Add salt to taste
You are an invited guest at a studio for a cooking show. The show goes like this. The chef is shown on a wide screen going through the sabji-mandi (vegetable market), looking for vegetables on his cycle. The mandi floor is dark, tiled, and there is dampness in the air. Whereas, the vegetables are bright in color with glistening water drops on them. The chef then picks the best vegetables and puts them in the basket attached to his cycle. Next you’ll see him cycling along the banks of some small stream, picking some flowers and stems. Finally he’s shown cycling towards the studio and you see him enter the hall with the applause of the crowd in the background. The lights now grow brighter and reveal the vegetables with other ingredients for cooking, neatly arranged on a table.

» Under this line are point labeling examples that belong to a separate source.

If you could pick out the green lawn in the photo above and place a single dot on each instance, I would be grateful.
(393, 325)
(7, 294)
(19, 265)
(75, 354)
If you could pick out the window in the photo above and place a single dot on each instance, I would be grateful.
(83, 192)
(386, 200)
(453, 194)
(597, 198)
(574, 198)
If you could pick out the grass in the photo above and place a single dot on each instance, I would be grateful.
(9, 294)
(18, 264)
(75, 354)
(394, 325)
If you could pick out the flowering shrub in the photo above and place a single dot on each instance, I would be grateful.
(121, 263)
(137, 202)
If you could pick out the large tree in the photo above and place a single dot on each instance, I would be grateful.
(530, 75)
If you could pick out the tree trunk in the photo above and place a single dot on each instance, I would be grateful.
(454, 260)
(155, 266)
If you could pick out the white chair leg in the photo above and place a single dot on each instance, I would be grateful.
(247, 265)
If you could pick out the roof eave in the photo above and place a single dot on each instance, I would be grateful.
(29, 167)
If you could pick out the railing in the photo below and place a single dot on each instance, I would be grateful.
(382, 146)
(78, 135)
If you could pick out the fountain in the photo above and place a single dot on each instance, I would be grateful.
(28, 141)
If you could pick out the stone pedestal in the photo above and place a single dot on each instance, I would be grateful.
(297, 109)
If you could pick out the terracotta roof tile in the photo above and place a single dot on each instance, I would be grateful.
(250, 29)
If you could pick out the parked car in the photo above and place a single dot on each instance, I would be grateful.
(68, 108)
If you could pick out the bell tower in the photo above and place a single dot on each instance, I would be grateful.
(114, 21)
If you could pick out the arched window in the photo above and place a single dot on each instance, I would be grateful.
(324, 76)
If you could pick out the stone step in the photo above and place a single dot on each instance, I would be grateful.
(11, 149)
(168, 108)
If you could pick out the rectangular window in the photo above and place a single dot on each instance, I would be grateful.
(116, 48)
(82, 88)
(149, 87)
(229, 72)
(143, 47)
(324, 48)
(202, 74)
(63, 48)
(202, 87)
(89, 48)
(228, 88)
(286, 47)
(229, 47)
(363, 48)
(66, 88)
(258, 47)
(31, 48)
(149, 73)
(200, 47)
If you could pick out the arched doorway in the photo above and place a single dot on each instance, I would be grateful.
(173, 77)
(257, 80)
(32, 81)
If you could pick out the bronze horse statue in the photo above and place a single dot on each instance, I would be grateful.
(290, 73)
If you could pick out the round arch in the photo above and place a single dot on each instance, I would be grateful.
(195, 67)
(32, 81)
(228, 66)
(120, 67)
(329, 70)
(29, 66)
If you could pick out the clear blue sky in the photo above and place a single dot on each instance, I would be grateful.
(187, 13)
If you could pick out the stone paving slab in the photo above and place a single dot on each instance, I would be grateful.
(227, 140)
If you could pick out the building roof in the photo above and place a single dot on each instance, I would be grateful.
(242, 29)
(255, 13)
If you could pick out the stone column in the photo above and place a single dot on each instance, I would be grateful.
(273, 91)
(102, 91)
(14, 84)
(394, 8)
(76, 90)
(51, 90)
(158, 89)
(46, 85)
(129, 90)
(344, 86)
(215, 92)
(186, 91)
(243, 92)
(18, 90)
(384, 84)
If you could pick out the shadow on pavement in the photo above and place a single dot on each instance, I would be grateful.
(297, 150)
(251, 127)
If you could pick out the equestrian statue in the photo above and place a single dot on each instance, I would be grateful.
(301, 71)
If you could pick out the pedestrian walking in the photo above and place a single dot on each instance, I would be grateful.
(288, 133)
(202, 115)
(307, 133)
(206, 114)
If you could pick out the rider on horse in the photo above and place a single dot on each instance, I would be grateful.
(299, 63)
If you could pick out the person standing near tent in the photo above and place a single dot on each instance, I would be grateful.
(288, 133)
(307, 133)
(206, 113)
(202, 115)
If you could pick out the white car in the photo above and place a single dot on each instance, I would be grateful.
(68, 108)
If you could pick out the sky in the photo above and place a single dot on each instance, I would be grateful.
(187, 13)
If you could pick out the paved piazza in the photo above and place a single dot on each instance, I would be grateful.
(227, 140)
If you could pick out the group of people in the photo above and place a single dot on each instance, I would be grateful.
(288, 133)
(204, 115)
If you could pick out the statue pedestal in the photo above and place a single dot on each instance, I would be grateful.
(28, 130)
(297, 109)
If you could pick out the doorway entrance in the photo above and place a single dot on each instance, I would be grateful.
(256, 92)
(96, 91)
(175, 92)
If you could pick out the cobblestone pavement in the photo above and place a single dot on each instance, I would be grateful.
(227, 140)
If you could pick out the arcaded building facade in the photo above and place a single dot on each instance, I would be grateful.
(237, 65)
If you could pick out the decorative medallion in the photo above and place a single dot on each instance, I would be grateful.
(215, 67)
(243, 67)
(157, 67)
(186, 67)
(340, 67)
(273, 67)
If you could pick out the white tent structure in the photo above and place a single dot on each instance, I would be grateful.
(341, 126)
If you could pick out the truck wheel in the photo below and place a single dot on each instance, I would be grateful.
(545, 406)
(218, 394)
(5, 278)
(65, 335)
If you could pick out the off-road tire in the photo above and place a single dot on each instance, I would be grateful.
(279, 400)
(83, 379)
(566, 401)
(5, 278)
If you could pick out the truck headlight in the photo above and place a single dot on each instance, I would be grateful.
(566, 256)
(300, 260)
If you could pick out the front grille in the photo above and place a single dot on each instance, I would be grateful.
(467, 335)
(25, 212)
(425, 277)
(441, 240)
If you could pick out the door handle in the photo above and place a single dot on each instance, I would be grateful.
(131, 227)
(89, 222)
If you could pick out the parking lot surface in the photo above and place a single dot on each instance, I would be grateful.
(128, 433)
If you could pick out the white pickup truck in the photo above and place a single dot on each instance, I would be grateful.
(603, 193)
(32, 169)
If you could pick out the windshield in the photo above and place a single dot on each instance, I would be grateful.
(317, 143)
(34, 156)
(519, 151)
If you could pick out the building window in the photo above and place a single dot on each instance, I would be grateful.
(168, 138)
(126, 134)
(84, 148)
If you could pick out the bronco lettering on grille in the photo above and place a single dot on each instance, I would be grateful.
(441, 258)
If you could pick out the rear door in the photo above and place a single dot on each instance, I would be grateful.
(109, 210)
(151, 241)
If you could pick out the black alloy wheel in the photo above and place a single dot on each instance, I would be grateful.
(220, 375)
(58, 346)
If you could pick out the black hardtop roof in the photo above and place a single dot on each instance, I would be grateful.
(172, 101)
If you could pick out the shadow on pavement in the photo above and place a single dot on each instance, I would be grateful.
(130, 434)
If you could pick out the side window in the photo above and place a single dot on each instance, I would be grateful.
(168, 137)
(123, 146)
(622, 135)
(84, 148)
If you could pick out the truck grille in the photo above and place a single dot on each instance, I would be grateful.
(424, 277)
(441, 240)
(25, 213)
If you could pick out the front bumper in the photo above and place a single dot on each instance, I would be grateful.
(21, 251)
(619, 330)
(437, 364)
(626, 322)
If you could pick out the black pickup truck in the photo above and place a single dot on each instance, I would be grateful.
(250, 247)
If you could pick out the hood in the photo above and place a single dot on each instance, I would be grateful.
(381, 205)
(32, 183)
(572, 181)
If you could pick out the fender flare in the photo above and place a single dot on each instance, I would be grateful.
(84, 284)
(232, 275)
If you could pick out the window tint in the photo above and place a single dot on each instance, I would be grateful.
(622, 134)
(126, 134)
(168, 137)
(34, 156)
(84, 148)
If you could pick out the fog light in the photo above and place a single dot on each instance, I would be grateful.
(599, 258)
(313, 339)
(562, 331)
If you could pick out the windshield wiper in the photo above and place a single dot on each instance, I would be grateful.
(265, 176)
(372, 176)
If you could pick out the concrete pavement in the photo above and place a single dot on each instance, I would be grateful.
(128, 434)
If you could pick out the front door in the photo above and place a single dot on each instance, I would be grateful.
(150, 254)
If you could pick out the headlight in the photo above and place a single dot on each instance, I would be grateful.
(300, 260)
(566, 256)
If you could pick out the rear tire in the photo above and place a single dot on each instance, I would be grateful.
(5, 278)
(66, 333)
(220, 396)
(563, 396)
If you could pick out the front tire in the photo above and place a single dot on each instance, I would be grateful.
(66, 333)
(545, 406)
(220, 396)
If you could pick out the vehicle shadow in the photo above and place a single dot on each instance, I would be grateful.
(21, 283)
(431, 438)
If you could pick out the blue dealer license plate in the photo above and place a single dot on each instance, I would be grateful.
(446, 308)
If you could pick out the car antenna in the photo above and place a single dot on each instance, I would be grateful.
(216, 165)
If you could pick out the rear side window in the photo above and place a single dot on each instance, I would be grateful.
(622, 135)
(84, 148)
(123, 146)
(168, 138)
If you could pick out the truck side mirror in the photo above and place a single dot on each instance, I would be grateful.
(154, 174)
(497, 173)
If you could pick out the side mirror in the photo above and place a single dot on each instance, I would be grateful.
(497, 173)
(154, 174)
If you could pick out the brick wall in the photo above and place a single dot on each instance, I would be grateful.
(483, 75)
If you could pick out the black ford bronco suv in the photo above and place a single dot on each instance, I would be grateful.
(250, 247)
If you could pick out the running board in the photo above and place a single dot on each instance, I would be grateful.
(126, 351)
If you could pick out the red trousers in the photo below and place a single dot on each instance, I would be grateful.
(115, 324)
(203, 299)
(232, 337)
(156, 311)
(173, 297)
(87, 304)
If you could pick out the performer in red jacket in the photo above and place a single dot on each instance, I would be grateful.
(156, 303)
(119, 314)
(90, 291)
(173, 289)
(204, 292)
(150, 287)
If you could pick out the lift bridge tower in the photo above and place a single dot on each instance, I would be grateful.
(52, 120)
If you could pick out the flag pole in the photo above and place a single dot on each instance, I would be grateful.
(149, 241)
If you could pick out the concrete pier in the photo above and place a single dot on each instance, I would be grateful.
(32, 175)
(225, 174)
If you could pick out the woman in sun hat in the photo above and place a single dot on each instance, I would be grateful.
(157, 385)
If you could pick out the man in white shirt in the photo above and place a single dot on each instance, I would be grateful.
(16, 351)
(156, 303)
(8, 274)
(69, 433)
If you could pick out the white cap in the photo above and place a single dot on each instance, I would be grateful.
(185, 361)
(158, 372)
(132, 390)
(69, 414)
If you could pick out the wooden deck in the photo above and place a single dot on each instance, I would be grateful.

The chef then goes on to announces to the screen audience what he’s going to prepare while, the studio audiences are already given pamphlets of the proceedings. The name of the dish sounds really interesting and has ‘shahi’ or royalty in it. You get really interested. The chef now goes on to list the ingredients that go into the dish, and gives a brief account of the history attached to it. Then he picks up the vegetables and chops them so precisely and with such dexterity that, you wish they showed instant replays of it on the big screen. Anyways, the point is that you are impressed. Now you are all engrossed in the act; the one man show. He has the oil heated up and adds the spices and herbs to it. The aroma spreads across the hall and it makes your mouth water. He then rolls in the cut veggies and lets it to cook on a simmered flame. Meanwhile, he’s arranging a table for two and placing the flowers and stems he had picked up in the video. Well after ten minutes, he uncovers the prepared dish to us, his audience. Man!!, the dish appears so welcoming with the good aroma and color that, you are in a hurry to go ahead and dig in. But wait!! He hasn’t uttered the magic words yet. “And add salt to taste…” How much? A pintch? A spoon full?...is not mentioned. Its relative. I bet you would be disappointed for the lack of salt in it. Now that the salt is added, you are welcome to dig in.
There is a reason for me to write this. The chef puts in so much effort into the dish, and finally without the salt, it would all have gone in vain. Every one knows one can’t have only salt. But anything that requires salt–without it–would not taste good. I always wonder how such subtle things make a huge difference. Small tips like these in any field, distinguish the interesting from the banal.
4 Comments:
And most often, it is in its absence that you notice how important something is.
uppiginta ruchi bere illa - upendra ne helidane maga :P. Blogrolled you boss.
Thanks for stopping by my blog and come again. It is true that its the little things that count.
@ anu
Thats well put.
@ akshay
Thats right. uppi gintha ruchi bere illa - oppi kondavanu dhaddanalla...;)
@ starry nights
Yes you are right. I liked your blog, sure I'll drop by.